Le temps des lilas ne reviendra plus…. La mélodie de Chausson, sixième et dernière étape souvent détachée de ce chef d’œuvre qu’est Le Poème de l’Amour et de la Mer, entre en résonance avec les heures difficiles que nous vivons : la mort de l’été, novembre souverain ; cette épreuve du confinement de nouveau imposée à tous avec les conséquences que l’on sait pour la culture et le spectacle vivant. Voudrait-on arrêter de ramasser les feuilles mortes à la pelle qu’on ne le pourrait pas. Assouplies, les consignes gouvernementales ouvrent pourtant le champ des possibles. Inenvisageables au printemps, les concerts deviennent autorisés mais sans public, retransmis en direct mais à distance. C’est mieux que rien.
Dans ces conditions particulières, l’instant demeure lyrique, à sa façon : pas d’applaudissements, émotions distillées par le truchement de YouTube ; Susan Manoff masquée derrière son piano ; Sandrine Piau en robe de sirène, ondine diaphane dont le chant égrène les mélodies comme des gemmes, d’un timbre à la pureté inaltérée. Si son nom reste associé à l’opéra baroque, la soprano française compte aussi la musique de salon à son répertoire.
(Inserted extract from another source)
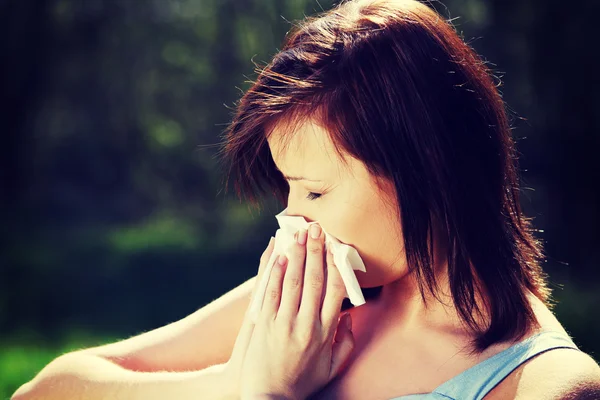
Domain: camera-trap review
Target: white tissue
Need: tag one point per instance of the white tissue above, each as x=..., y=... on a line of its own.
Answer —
x=345, y=257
Chimère, Evocation, Après un rêve sont quelques-uns des albums qu’elle a consacrés au genre. La nuit cette fois sert de fil conducteur à un programme sans concession, « pas forcement la nuit maléfique, inquiétante mais aussi la nuit festive que nous n’avons plus en ce moment » commente Sandrine Piau à la fin du récital avant d’offrir en unique bis, La Nuit de Chausson, en duo avec Chloé Briot dans le cadre du programme Momentum, une forme de parrainage motivée par les difficultés que rencontrent pour exercer leur art les jeunes chanteurs dans le contexte actuel. Et les couleurs des deux sopranos, similaires et dissemblables, de s’unir en un reflet chatoyant, comme auparavant chez Schumann, pour exprimer le mystère satiné en la bémol majeur de cette nuit « dont le frais baiser nous délivre ».
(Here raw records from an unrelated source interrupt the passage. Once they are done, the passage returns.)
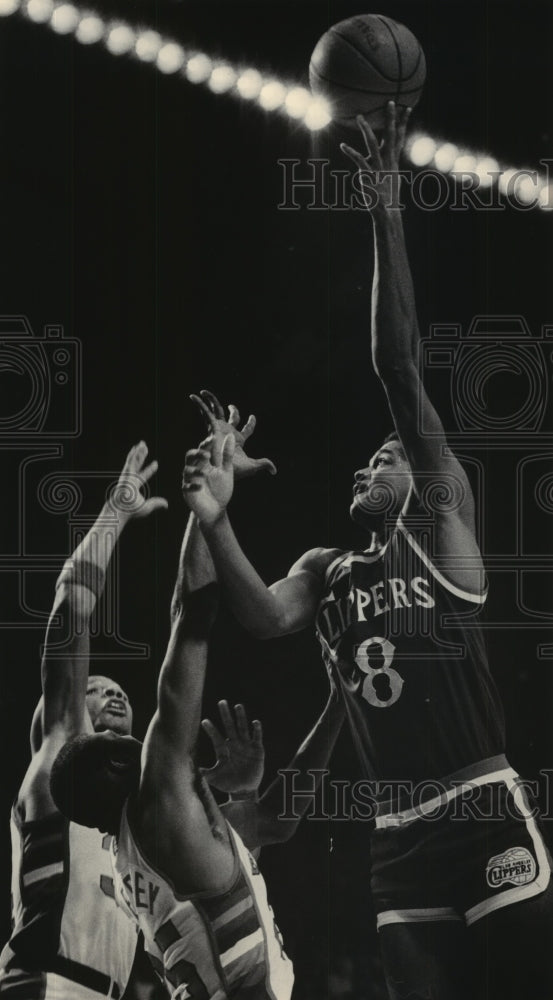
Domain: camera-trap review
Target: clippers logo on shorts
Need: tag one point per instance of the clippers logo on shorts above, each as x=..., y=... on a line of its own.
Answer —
x=515, y=867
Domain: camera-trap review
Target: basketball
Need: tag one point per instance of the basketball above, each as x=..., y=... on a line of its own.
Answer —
x=361, y=63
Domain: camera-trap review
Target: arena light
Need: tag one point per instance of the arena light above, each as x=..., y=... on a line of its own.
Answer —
x=170, y=58
x=8, y=7
x=249, y=84
x=487, y=169
x=147, y=45
x=222, y=78
x=121, y=39
x=199, y=68
x=445, y=157
x=90, y=29
x=318, y=114
x=272, y=95
x=464, y=164
x=422, y=150
x=297, y=102
x=65, y=19
x=545, y=198
x=521, y=188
Que dire de cette « aventure étrange » pour reprendre les termes de Sandrine Piau ? « Essayer d’être en contact avec un public absent, trouver la complicité à distance… », oui, on mesure combien l’exercice doit être difficile. On reconnait qu’il s’agit d’une expérience, qu’à ce titre, elle vaut la peine d’être vécue (à 2,99€ la séance, autant dire que le risque est mesuré) et l’on savoure l’irremplaçable frisson du direct – ne pas savoir ce que nous réserve la minute à venir ; la redouter et l’attendre…
L’image pallie le défaut de proximité. Il faut saluer la manière dont les caméras savent passer d’un sujet à l’autre et filmer au plus près sans jamais que le spectateur ne se fasse voyeur. Le programme est exigeant, peut-être trop. Il serait dommage que certains se découragent de mordre à cet hameçon inhabituel en l’absence de titres qui puissent servir d’appâts. Mais Sandrine Piau, tout comme Susan Manoff, ne sont pas artistes à transiger. Il faut accepter de les suivre dans cet univers aux cinquante nuances de la même humeur, où seul Barber – et à l’occasion Poulenc (« Hyde Park ») – ose un pas de côté. De la même manière que l’œil une fois habitué à l’obscurité parvient à discerner les formes, le charme agit peu à peu, attisé par le dialogue qui s’instaure entre la voix et le piano, l’une et l’autre proches d’une forme de perfection au risque de paraître désincarnés. Le temps des lilas ne reviendra plus, soit ; mais le temps des roses ?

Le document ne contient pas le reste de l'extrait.